Pourtant elle n’échappe pas aux difficultés qui sont le lot de toutes les armées modernes qui dépendent étroitement de la technique : l’augmentation des coûts n’est plus compensée par un accroissement correspondant du budget militaire et il lui a fallu, il lui faut encore, dissoudre des unités. Ainsi, de 1967 à 1968, la part de ce budget consacrée à l’Armée de l’air s’est accrue seulement de 1,5 %, taux le plus bas depuis la Seconde Guerre mondiale, alors que le taux moyen d’augmentation des prix se situe annuellement à 5 %.
Sans doute près des trois quarts des dépenses sont-elles affectées aux acquisitions de matériel, ce qui est une proportion exceptionnelle ; néanmoins deux escadres, l’une de Hunter, l’autre de J-35 Draken, vont être dissoutes et des études sont en cours au sujet d’autres dissolutions éventuelles.
De ce fait, l’Armée de l’air suédoise qui comptait, en 1946, 21 escadrons de chasse, 21 de bombardiers légers et 9 de reconnaissance et se montait en 1955 au total à 30 escadrons de chasse de nuit, 3 de chasse de jour, 12 escadrons d’assaut et 5 de reconnaissance, va être ramenée à 34 escadrons de chasse et de reconnaissance, non compris les Saab 105 d’entraînement qui peuvent être utilisés comme avions d’assaut légers. Cette évolution s’est amorcée dès 1958, quand le nombre d’avions avait été réduit d’un quart, entraînant la dissolution de 5 escadrons en 1960, et s’est poursuivie en 1963 avec une nouvelle diminution de 6 escadrons.

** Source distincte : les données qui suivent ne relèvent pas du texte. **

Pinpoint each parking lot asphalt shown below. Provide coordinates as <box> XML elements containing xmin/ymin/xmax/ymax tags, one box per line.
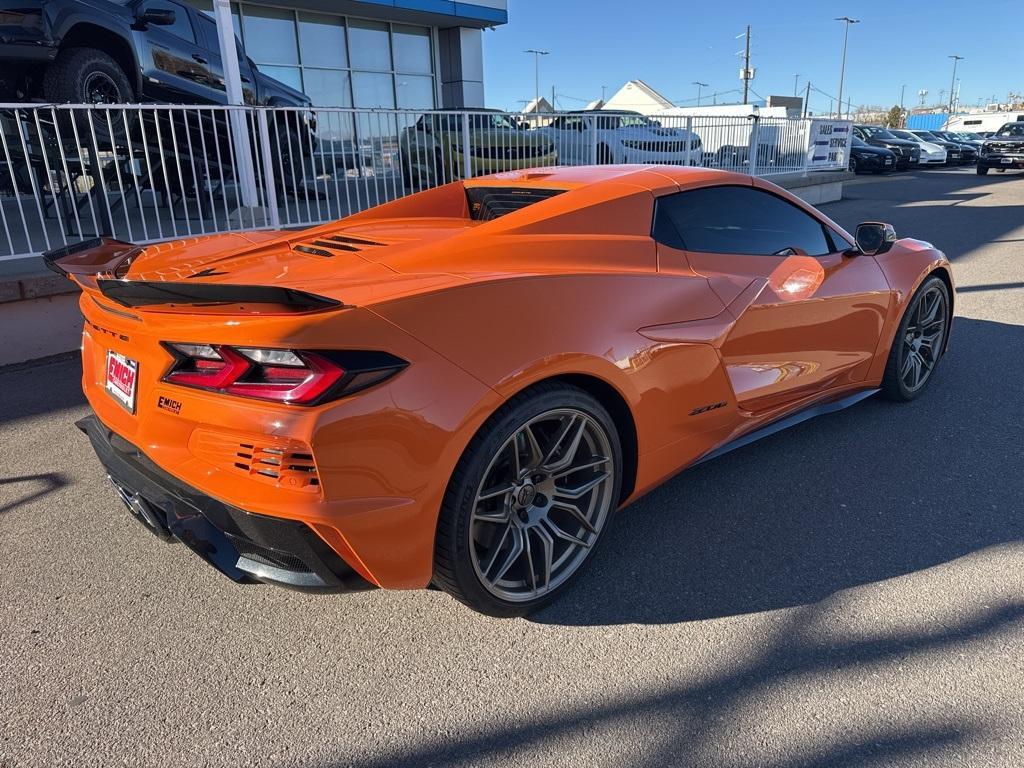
<box><xmin>0</xmin><ymin>169</ymin><xmax>1024</xmax><ymax>768</ymax></box>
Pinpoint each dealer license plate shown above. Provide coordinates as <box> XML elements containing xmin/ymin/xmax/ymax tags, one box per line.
<box><xmin>106</xmin><ymin>351</ymin><xmax>138</xmax><ymax>414</ymax></box>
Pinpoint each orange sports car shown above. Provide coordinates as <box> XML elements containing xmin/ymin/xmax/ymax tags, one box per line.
<box><xmin>47</xmin><ymin>166</ymin><xmax>953</xmax><ymax>615</ymax></box>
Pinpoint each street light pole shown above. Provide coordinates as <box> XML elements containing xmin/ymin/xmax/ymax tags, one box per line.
<box><xmin>692</xmin><ymin>80</ymin><xmax>708</xmax><ymax>106</ymax></box>
<box><xmin>946</xmin><ymin>53</ymin><xmax>964</xmax><ymax>115</ymax></box>
<box><xmin>836</xmin><ymin>16</ymin><xmax>860</xmax><ymax>117</ymax></box>
<box><xmin>523</xmin><ymin>48</ymin><xmax>551</xmax><ymax>112</ymax></box>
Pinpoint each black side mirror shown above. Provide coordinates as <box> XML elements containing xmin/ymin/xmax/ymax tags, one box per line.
<box><xmin>856</xmin><ymin>221</ymin><xmax>896</xmax><ymax>256</ymax></box>
<box><xmin>136</xmin><ymin>8</ymin><xmax>177</xmax><ymax>27</ymax></box>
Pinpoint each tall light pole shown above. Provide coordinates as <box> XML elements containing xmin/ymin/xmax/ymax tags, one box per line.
<box><xmin>836</xmin><ymin>16</ymin><xmax>860</xmax><ymax>117</ymax></box>
<box><xmin>946</xmin><ymin>53</ymin><xmax>964</xmax><ymax>115</ymax></box>
<box><xmin>692</xmin><ymin>80</ymin><xmax>708</xmax><ymax>106</ymax></box>
<box><xmin>523</xmin><ymin>48</ymin><xmax>554</xmax><ymax>112</ymax></box>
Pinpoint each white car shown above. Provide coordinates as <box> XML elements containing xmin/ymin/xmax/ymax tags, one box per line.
<box><xmin>536</xmin><ymin>110</ymin><xmax>703</xmax><ymax>166</ymax></box>
<box><xmin>889</xmin><ymin>128</ymin><xmax>946</xmax><ymax>165</ymax></box>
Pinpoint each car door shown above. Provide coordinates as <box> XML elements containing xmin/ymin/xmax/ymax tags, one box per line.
<box><xmin>654</xmin><ymin>179</ymin><xmax>890</xmax><ymax>414</ymax></box>
<box><xmin>135</xmin><ymin>0</ymin><xmax>214</xmax><ymax>104</ymax></box>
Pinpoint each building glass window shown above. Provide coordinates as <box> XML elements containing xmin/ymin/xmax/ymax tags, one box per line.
<box><xmin>352</xmin><ymin>72</ymin><xmax>394</xmax><ymax>110</ymax></box>
<box><xmin>188</xmin><ymin>0</ymin><xmax>436</xmax><ymax>111</ymax></box>
<box><xmin>304</xmin><ymin>69</ymin><xmax>352</xmax><ymax>106</ymax></box>
<box><xmin>348</xmin><ymin>18</ymin><xmax>391</xmax><ymax>71</ymax></box>
<box><xmin>391</xmin><ymin>24</ymin><xmax>434</xmax><ymax>75</ymax></box>
<box><xmin>242</xmin><ymin>5</ymin><xmax>299</xmax><ymax>65</ymax></box>
<box><xmin>299</xmin><ymin>11</ymin><xmax>348</xmax><ymax>69</ymax></box>
<box><xmin>394</xmin><ymin>75</ymin><xmax>434</xmax><ymax>110</ymax></box>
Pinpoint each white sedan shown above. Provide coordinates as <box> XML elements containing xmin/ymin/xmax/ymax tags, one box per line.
<box><xmin>536</xmin><ymin>110</ymin><xmax>703</xmax><ymax>166</ymax></box>
<box><xmin>889</xmin><ymin>128</ymin><xmax>946</xmax><ymax>165</ymax></box>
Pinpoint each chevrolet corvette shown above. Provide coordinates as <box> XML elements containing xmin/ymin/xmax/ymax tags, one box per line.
<box><xmin>46</xmin><ymin>166</ymin><xmax>954</xmax><ymax>616</ymax></box>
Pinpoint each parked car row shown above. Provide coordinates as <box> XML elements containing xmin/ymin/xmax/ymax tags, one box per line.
<box><xmin>850</xmin><ymin>124</ymin><xmax>995</xmax><ymax>173</ymax></box>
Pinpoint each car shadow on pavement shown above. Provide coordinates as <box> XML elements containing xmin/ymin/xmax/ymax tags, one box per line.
<box><xmin>0</xmin><ymin>472</ymin><xmax>69</xmax><ymax>514</ymax></box>
<box><xmin>0</xmin><ymin>353</ymin><xmax>85</xmax><ymax>430</ymax></box>
<box><xmin>532</xmin><ymin>317</ymin><xmax>1024</xmax><ymax>626</ymax></box>
<box><xmin>348</xmin><ymin>602</ymin><xmax>1024</xmax><ymax>768</ymax></box>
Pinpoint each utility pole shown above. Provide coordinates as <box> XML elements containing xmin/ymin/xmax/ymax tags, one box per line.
<box><xmin>836</xmin><ymin>16</ymin><xmax>860</xmax><ymax>117</ymax></box>
<box><xmin>742</xmin><ymin>25</ymin><xmax>751</xmax><ymax>104</ymax></box>
<box><xmin>523</xmin><ymin>48</ymin><xmax>554</xmax><ymax>112</ymax></box>
<box><xmin>692</xmin><ymin>80</ymin><xmax>708</xmax><ymax>106</ymax></box>
<box><xmin>946</xmin><ymin>54</ymin><xmax>964</xmax><ymax>115</ymax></box>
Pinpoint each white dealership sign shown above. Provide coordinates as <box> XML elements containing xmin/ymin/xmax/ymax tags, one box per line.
<box><xmin>807</xmin><ymin>120</ymin><xmax>853</xmax><ymax>170</ymax></box>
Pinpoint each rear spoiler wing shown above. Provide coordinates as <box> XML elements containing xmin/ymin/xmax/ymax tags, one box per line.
<box><xmin>43</xmin><ymin>238</ymin><xmax>345</xmax><ymax>312</ymax></box>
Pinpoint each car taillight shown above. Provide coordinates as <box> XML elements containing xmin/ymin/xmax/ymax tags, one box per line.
<box><xmin>163</xmin><ymin>342</ymin><xmax>408</xmax><ymax>406</ymax></box>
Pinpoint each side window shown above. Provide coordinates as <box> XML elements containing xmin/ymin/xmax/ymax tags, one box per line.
<box><xmin>651</xmin><ymin>186</ymin><xmax>839</xmax><ymax>256</ymax></box>
<box><xmin>142</xmin><ymin>0</ymin><xmax>196</xmax><ymax>43</ymax></box>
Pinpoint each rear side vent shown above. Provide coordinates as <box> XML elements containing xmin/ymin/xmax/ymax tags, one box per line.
<box><xmin>234</xmin><ymin>443</ymin><xmax>319</xmax><ymax>489</ymax></box>
<box><xmin>188</xmin><ymin>428</ymin><xmax>319</xmax><ymax>493</ymax></box>
<box><xmin>294</xmin><ymin>234</ymin><xmax>385</xmax><ymax>258</ymax></box>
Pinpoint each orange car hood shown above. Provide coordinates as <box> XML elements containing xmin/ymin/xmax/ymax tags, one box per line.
<box><xmin>125</xmin><ymin>219</ymin><xmax>475</xmax><ymax>305</ymax></box>
<box><xmin>116</xmin><ymin>176</ymin><xmax>656</xmax><ymax>306</ymax></box>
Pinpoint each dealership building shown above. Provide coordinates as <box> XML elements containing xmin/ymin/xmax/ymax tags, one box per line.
<box><xmin>187</xmin><ymin>0</ymin><xmax>508</xmax><ymax>110</ymax></box>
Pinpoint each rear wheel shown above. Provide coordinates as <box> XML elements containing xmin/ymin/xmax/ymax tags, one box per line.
<box><xmin>882</xmin><ymin>276</ymin><xmax>950</xmax><ymax>400</ymax></box>
<box><xmin>434</xmin><ymin>384</ymin><xmax>622</xmax><ymax>616</ymax></box>
<box><xmin>43</xmin><ymin>48</ymin><xmax>135</xmax><ymax>147</ymax></box>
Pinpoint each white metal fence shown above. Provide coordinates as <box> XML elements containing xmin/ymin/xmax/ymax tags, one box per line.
<box><xmin>0</xmin><ymin>104</ymin><xmax>849</xmax><ymax>260</ymax></box>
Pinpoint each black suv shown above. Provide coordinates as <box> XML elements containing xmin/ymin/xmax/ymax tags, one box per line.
<box><xmin>978</xmin><ymin>122</ymin><xmax>1024</xmax><ymax>176</ymax></box>
<box><xmin>853</xmin><ymin>125</ymin><xmax>921</xmax><ymax>170</ymax></box>
<box><xmin>0</xmin><ymin>0</ymin><xmax>310</xmax><ymax>106</ymax></box>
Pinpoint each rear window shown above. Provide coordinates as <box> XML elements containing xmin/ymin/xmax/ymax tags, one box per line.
<box><xmin>466</xmin><ymin>186</ymin><xmax>565</xmax><ymax>221</ymax></box>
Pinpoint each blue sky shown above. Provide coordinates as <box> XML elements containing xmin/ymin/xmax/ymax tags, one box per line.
<box><xmin>483</xmin><ymin>0</ymin><xmax>1024</xmax><ymax>112</ymax></box>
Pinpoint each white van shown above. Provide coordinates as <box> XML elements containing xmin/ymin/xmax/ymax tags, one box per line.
<box><xmin>944</xmin><ymin>112</ymin><xmax>1024</xmax><ymax>133</ymax></box>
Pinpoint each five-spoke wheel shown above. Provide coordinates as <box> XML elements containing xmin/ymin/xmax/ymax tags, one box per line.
<box><xmin>882</xmin><ymin>278</ymin><xmax>950</xmax><ymax>400</ymax></box>
<box><xmin>435</xmin><ymin>384</ymin><xmax>622</xmax><ymax>615</ymax></box>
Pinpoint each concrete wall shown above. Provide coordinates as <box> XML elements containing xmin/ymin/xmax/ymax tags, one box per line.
<box><xmin>437</xmin><ymin>27</ymin><xmax>485</xmax><ymax>109</ymax></box>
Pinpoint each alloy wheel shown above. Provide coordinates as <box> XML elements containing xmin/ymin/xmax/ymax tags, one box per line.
<box><xmin>899</xmin><ymin>285</ymin><xmax>948</xmax><ymax>392</ymax></box>
<box><xmin>469</xmin><ymin>408</ymin><xmax>615</xmax><ymax>602</ymax></box>
<box><xmin>84</xmin><ymin>72</ymin><xmax>124</xmax><ymax>104</ymax></box>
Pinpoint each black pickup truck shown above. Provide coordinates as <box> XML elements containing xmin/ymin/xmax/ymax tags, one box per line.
<box><xmin>0</xmin><ymin>0</ymin><xmax>310</xmax><ymax>106</ymax></box>
<box><xmin>978</xmin><ymin>122</ymin><xmax>1024</xmax><ymax>176</ymax></box>
<box><xmin>0</xmin><ymin>0</ymin><xmax>316</xmax><ymax>195</ymax></box>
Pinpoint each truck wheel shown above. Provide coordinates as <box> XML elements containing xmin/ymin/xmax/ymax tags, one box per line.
<box><xmin>43</xmin><ymin>48</ymin><xmax>135</xmax><ymax>145</ymax></box>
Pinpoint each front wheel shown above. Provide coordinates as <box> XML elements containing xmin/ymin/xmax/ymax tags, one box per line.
<box><xmin>882</xmin><ymin>276</ymin><xmax>951</xmax><ymax>400</ymax></box>
<box><xmin>434</xmin><ymin>384</ymin><xmax>622</xmax><ymax>616</ymax></box>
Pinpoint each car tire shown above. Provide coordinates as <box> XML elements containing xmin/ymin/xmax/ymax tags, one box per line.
<box><xmin>43</xmin><ymin>48</ymin><xmax>135</xmax><ymax>148</ymax></box>
<box><xmin>434</xmin><ymin>382</ymin><xmax>623</xmax><ymax>617</ymax></box>
<box><xmin>882</xmin><ymin>275</ymin><xmax>952</xmax><ymax>401</ymax></box>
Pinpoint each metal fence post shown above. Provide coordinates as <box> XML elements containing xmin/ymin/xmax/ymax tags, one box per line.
<box><xmin>802</xmin><ymin>120</ymin><xmax>813</xmax><ymax>176</ymax></box>
<box><xmin>256</xmin><ymin>109</ymin><xmax>281</xmax><ymax>229</ymax></box>
<box><xmin>686</xmin><ymin>115</ymin><xmax>693</xmax><ymax>167</ymax></box>
<box><xmin>746</xmin><ymin>115</ymin><xmax>761</xmax><ymax>176</ymax></box>
<box><xmin>462</xmin><ymin>112</ymin><xmax>473</xmax><ymax>178</ymax></box>
<box><xmin>580</xmin><ymin>115</ymin><xmax>599</xmax><ymax>165</ymax></box>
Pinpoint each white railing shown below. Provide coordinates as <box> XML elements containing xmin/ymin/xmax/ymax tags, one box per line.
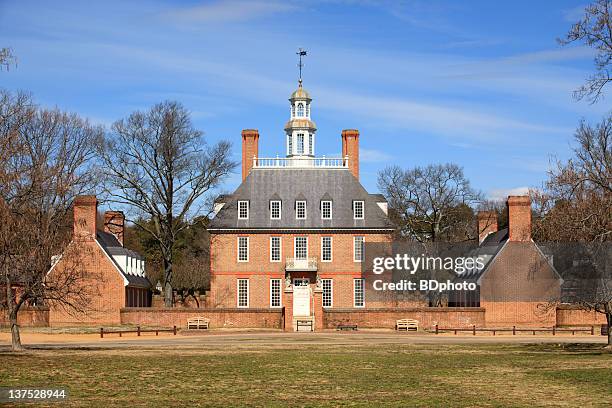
<box><xmin>253</xmin><ymin>156</ymin><xmax>348</xmax><ymax>169</ymax></box>
<box><xmin>285</xmin><ymin>258</ymin><xmax>317</xmax><ymax>271</ymax></box>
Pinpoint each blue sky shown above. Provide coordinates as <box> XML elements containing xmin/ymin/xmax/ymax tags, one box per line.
<box><xmin>0</xmin><ymin>0</ymin><xmax>610</xmax><ymax>197</ymax></box>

La mission des Forces aériennes suédoises reste néanmoins identique : la position officielle du gouvernement est que le pays doit défendre sa neutralité contre toute attaque étrangère, y compris une tentative de conquête partielle des côtes commandant les passes de la Baltique. Avec sa puissante aviation de chasse, la Suède est en effet en mesure de faire hésiter un agresseur éventuel devant le coût d’une telle opération, et sa position géographique justifie la primauté donnée à la chasse d’interception. D’autre part, l’étendue du territoire, et notamment la longueur de sa façade orientale (près de deux mille kilomètres), exige une grande souplesse de redéploiement, ce qui exclut l’usage sur une grande échelle d’engins sol-air dont le besoin se fait surtout sentir autour de Stockholm.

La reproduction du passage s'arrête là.